Di dalam gudang yang terletak di salah satu terowongan tambang emas Bukit Slarang.

Beberapa warga terlihat sedang sibuk membagikan jatah makan yang didapat dari orang-orang Suku Babakan.

"Gono, apakah kamu tadi sendirian saat ditangkap mereka?" tanya Bu Kades, berbincang sambil menyantap makan malam.

"Tidak, tadi Gombel bersama Ravi dan Widi," jawabnya.

"Nama kamu Gono .., Margono. Bukan Gombel," Bu Kades menjelaskan.

Tiba-tiba muncul seorang anak mendekat.

"Gombel tadi bilang bersama Widi? bagaimana keadaan dia sekarang? Dimana Widi?" tanya Andri antusias setelah mendengar nama Widi disebut, keluarga Andri berkumpul duduk di dekat Bu Kades sehingga dapat mendengar pembicaraan.

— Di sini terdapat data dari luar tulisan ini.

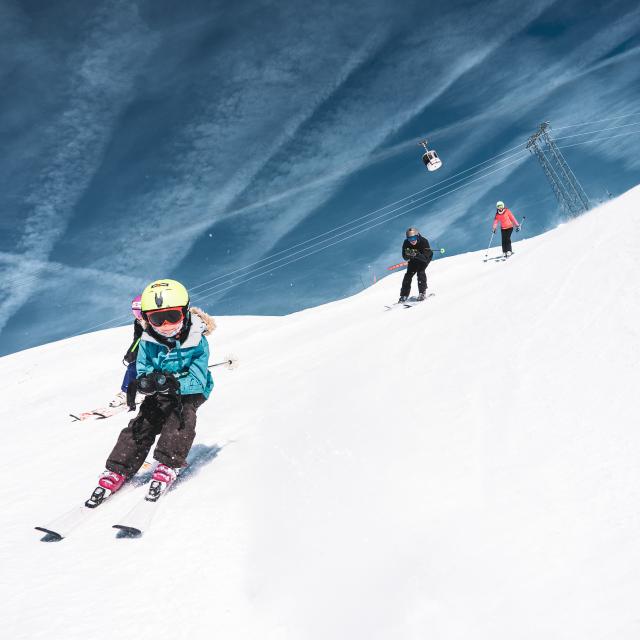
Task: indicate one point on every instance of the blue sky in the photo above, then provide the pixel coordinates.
(150, 139)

"Namanya Gono ... nama panjangnya Margono, bukan Gombel ... paham kamu, Andri?" bu Kades dengan sabar menjelaskan, kemudian melanjutkan makan.

"Iya ... Bu Kades," jawab Andri.

"Terus, bagaimana keadaan Widi?" tanya Andri lagi kembali ke arah Gono.

Pembicaraan itu ternyata mendapat perhatian juga dari beberapa warga yang ikut menguping di sekitar Bu Kades, termasuk Eno, Juwito dan Nopik yang bergerombol datang mendekat.

"Gombel! Beneran lihat Widi? Katakan di mana Widi sekarang?" tanya Nopik penasaran, Eno dan Juwito tampak antusias menunggu jawaban.

"Namanya GONO! Bukan Gombel, paham kalian?" bu Kades meninggikan suara mempertegas ucapannya.

"Paham Bu Kades," jawab Nopik, Eno dan Juwito serempak, seperti menjawab pertanyaan dari guru di sekolah.

Orang-orang kasak-kusuk menyebarkan cerita tentang Widi, sehingga membuat seorang ibu tampak tergopoh-gopoh datang mendekat, melompati beberapa orang dan hampir menginjak kaki Pak Sadun.

"Kamu bersama Widi? Gombel cepat katakan di mana Widi sekarang? Apakah dia baik-baik saja?" tanya seorang ibu yang ternyata adalah Ibu dari Widi, terlihat panik, memegang pundak Gombel dan matanya berkaca-kaca penuh harap.

"Ibunya Widi, namanya itu GO ... NO, bukan Gombel!" ucap bu Kades, sambil menggelengkan kepala dan menghela napas. Meneruskan makanannya, yang belum habis dikunyah.

Ibu Widi menyeka air mata, apalah arti sebuah nama, keberadaan anaknya yang paling penting sekarang, tapi Ibu Widi tetap menghormati Bu Kades.

"Iya ... Gono, maaf ya Bu kades," ucapnya sambil menundukan kepala kepada Bu Kades.

Warga-warga di sekitar mereka tampak penasaran, bagi mereka info apa saja adalah hiburan di tengah kebosanan dan ketidakpastian nasib di gudang, bahkan bila ada info yang belum pasti pun dan atas dasar asumsi semata, pasti juga akan dipercaya.

"Gombel cepat katakan, di mana Widi?" salah seorang warga tiba-tiba datang ikut nimbrung.

"Iya Gombel, cepat katakan!" seru warga yang lainnya mulai datang berkumpul.

"Gombel jawab! jangan bengong aja!"

Bu Kades membanting wadah makanannya di lantai.

"Semuanya! Dengar ya! Bapak, Ibu, Adek! Namanya itu GO ... NO, Mar ... Go .. No, bukan Gombel! Tolong diingat ya!" ucap Bu Kades tegas.

"Iyaaaaa ... Bu Kadesssss," jawab warga serempak. Kemudian semua mata memandang Gono kembali.

Gono malah tampak jadi ketakutan dikerubuti warga, matanya hampir menangis dengan tangan melindungi wajah, Gono terlihat dengan kerumunan kerumunan, dia trauma teringat dengan perlakuan warga yang mengeroyoknya dulu.